APPLIED PHYSICS LETTERS 100, 252411 (2012)
A. Bandyopadhyay,1 S. Sutradhar,1 B. J. Sarkar,1 A. K. Deb,2 and P. K. Chakrabarti1,a)
1Solid State Research Lab., Department of Physics, Burdwan University, Burdwan 713 104, West Bengal,
India
2Department of Physics, Raiganj College (University College), Uttar Dinajpur 733 134, West Bengal, India
(Received 13 May 2012; accepted 26 May 2012; published online 20 June 2012)
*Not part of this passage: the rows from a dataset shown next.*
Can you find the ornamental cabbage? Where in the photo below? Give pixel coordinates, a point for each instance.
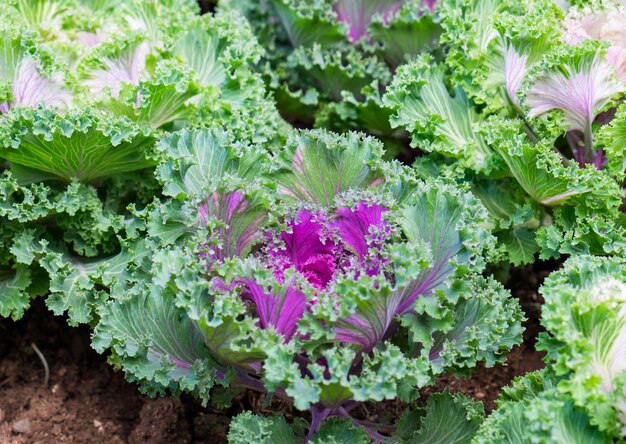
(319, 274)
(86, 90)
(329, 61)
(583, 389)
(530, 117)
Nanoparticles of Co doped dysprosium oxide [Dy1.90Co0.10O3] were prepared by co-precipitating
the precursor salts in presence of air and argon gas. Crystallographic phase and substitution of
Co-ion in Dy2O3 were confirmed by Rietveld analysis of the x-ray diffraction patterns. Magnetic
susceptibility and magnetization as a function of temperature and magnetic field were measured
by Faraday and Superconducting quantum inteference device (SQUID) magnetometers, which
showed that the sample synthesized in the inert atmosphere is ferromagnetic at room temperature.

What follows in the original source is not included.